To test not only the presence of the diagnostic but also the arguments which will be rendered to the user, provide string representations of all of them in the parentheses delimited with ; after the diagnostic name:
return <!TYPE_MISMATCH(String; Nothing)!>"OK"<!>
Note: if you're unsure what text should be added for the parameters, just leave the parentheses empty and the failed test will present the actual values in the assertion message.
Directives
Several directives can be added to the beginning of a test file with the following syntax:
// !DIRECTIVE
1. DIAGNOSTICS
This directive allows to exclude some irrelevant diagnostics (e.g. unused parameter) from a certain test, or to test only a specific set of diagnostics.
The syntax is
'([ + - ! ] DIAGNOSTIC_FACTORY_NAME | ERROR | WARNING | INFO ) +'
where
-
+means 'include'; -
-means 'exclude'; -
!means 'exclude everything but this'.Directives are applied in the order of appearance, i.e.
!FOO +BARmeans include onlyFOOandBAR.
Usage:
// !DIAGNOSTICS: -WARNING +CAST_NEVER_SUCCEEDS
// !DIAGNOSTICS: -UNUSED_EXPRESSION -UNUSED_PARAMETER -UNUSED_VARIABLE
2. CHECK_TYPE
The directive adds the following declarations to the file:
fun <T> checkSubtype(t: T) = t
class Inv<T>
fun <E> Inv<E>._() {}
infix fun <T> T.checkType(f: Inv<T>.() -> Unit) {}
With that, an exact type of an expression can be checked in the following way:
fun test(expr: A) {
expr checkType { _<A>() }
}
Usage:
// !CHECK_TYPE
3. FILE
The directive lets you compose a test consisting of several files in one actual file.
Usage:
// FILE: A.java
/* Java code */
// FILE: B.kt
/* Kotlin code */
4. LANGUAGE
This directive lets you enable or disable certain language features. Language features are named as enum entries of the class LanguageFeature.
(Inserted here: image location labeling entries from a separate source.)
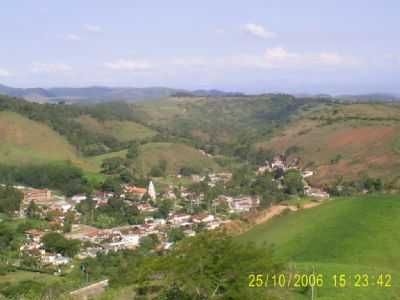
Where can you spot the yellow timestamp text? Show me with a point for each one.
(310, 280)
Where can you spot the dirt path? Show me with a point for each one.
(90, 291)
(240, 227)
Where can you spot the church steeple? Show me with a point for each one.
(151, 191)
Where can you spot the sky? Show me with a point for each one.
(308, 46)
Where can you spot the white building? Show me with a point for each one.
(151, 191)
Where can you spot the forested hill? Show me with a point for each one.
(91, 129)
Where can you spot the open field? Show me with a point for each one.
(345, 140)
(26, 141)
(343, 236)
(176, 156)
(122, 130)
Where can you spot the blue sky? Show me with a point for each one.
(252, 46)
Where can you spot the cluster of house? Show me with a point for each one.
(279, 162)
(129, 237)
(33, 246)
(213, 178)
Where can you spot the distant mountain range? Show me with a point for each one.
(104, 94)
(95, 94)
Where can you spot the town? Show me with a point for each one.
(186, 214)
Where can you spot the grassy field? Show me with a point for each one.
(26, 141)
(345, 140)
(176, 156)
(343, 236)
(121, 130)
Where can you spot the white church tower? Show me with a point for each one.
(151, 191)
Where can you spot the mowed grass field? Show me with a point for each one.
(122, 130)
(25, 141)
(348, 236)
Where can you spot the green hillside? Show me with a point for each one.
(176, 156)
(25, 141)
(123, 131)
(348, 140)
(348, 235)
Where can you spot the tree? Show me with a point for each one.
(112, 184)
(112, 165)
(68, 221)
(10, 200)
(133, 150)
(293, 182)
(149, 242)
(212, 265)
(175, 234)
(164, 208)
(33, 211)
(56, 242)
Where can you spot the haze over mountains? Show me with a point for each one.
(95, 94)
(103, 94)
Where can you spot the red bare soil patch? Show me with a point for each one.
(363, 135)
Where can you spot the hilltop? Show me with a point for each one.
(344, 140)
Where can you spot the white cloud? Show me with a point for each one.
(258, 31)
(279, 53)
(93, 28)
(330, 58)
(72, 37)
(4, 73)
(38, 67)
(271, 58)
(129, 65)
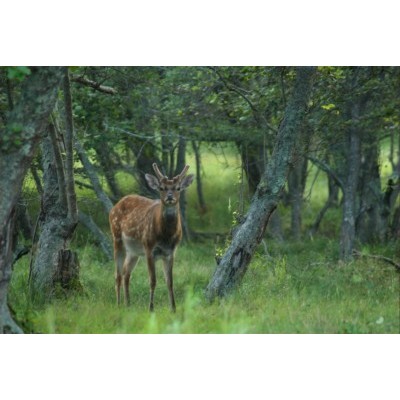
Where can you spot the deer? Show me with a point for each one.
(151, 228)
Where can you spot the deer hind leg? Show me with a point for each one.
(168, 264)
(129, 265)
(119, 255)
(152, 278)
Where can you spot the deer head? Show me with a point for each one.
(169, 189)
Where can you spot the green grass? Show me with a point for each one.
(299, 287)
(299, 290)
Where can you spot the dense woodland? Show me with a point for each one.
(295, 202)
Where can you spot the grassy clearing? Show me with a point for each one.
(299, 287)
(298, 291)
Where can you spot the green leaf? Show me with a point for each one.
(17, 73)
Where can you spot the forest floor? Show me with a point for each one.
(290, 286)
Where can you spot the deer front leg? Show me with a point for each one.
(129, 264)
(152, 278)
(119, 255)
(168, 264)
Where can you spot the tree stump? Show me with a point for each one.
(67, 271)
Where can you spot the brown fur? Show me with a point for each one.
(152, 228)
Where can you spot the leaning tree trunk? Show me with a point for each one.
(296, 185)
(350, 178)
(54, 263)
(371, 224)
(249, 233)
(18, 142)
(180, 165)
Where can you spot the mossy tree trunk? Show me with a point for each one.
(54, 265)
(18, 142)
(250, 232)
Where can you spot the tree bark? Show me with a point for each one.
(296, 184)
(18, 142)
(199, 186)
(91, 173)
(350, 184)
(180, 165)
(249, 233)
(59, 211)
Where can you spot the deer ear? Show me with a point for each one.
(152, 181)
(187, 181)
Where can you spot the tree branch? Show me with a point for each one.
(69, 160)
(59, 165)
(239, 91)
(91, 173)
(94, 85)
(326, 168)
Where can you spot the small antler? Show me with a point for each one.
(183, 173)
(160, 176)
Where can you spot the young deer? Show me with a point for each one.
(150, 228)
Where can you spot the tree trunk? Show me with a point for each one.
(180, 165)
(199, 186)
(18, 142)
(91, 173)
(296, 184)
(103, 153)
(99, 236)
(371, 224)
(58, 209)
(353, 158)
(249, 233)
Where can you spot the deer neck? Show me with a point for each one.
(170, 217)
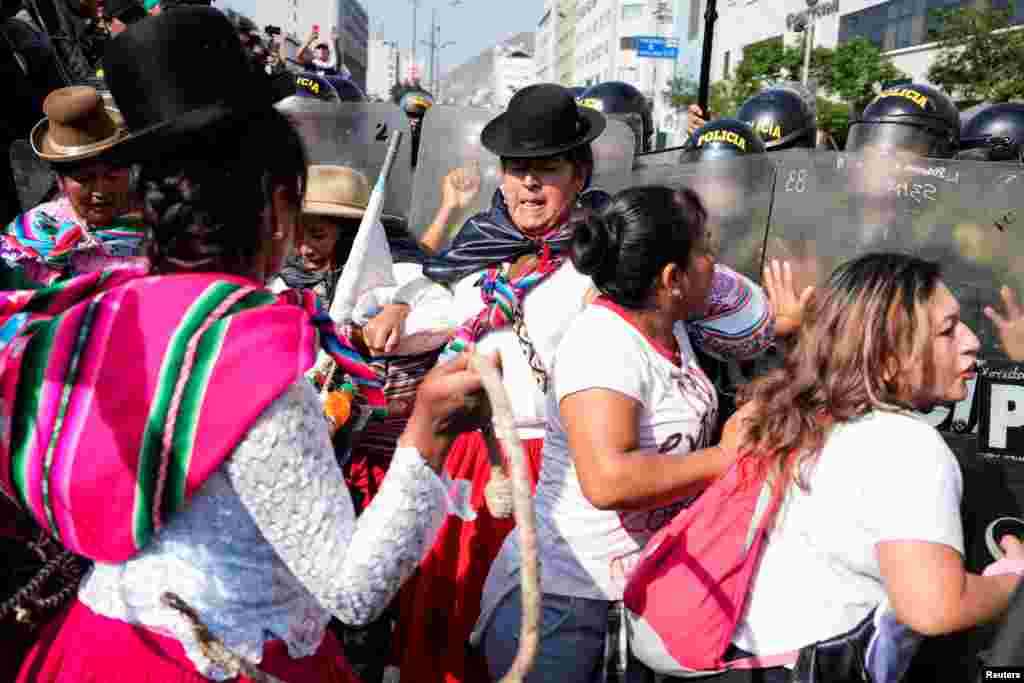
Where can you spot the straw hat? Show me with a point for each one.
(336, 190)
(79, 125)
Each feature can be enabled with +, disabled with -, or enabled with warning with warn:.
Usage:
// !LANGUAGE: -TopLevelSealedInheritance
// !LANGUAGE: +TypeAliases -LocalDelegatedProperties
// !LANGUAGE: warn:Coroutines
5. API_VERSION
This directive emulates the behavior of the -api-version command line option, disallowing to use declarations annotated with @SinceKotlin(X) where X is greater than the specified API version.
Note that if this directive is present, the NEWER_VERSION_IN_SINCE_KOTLIN diagnostic is automatically disabled, unless the "!DIAGNOSTICS" directive is present.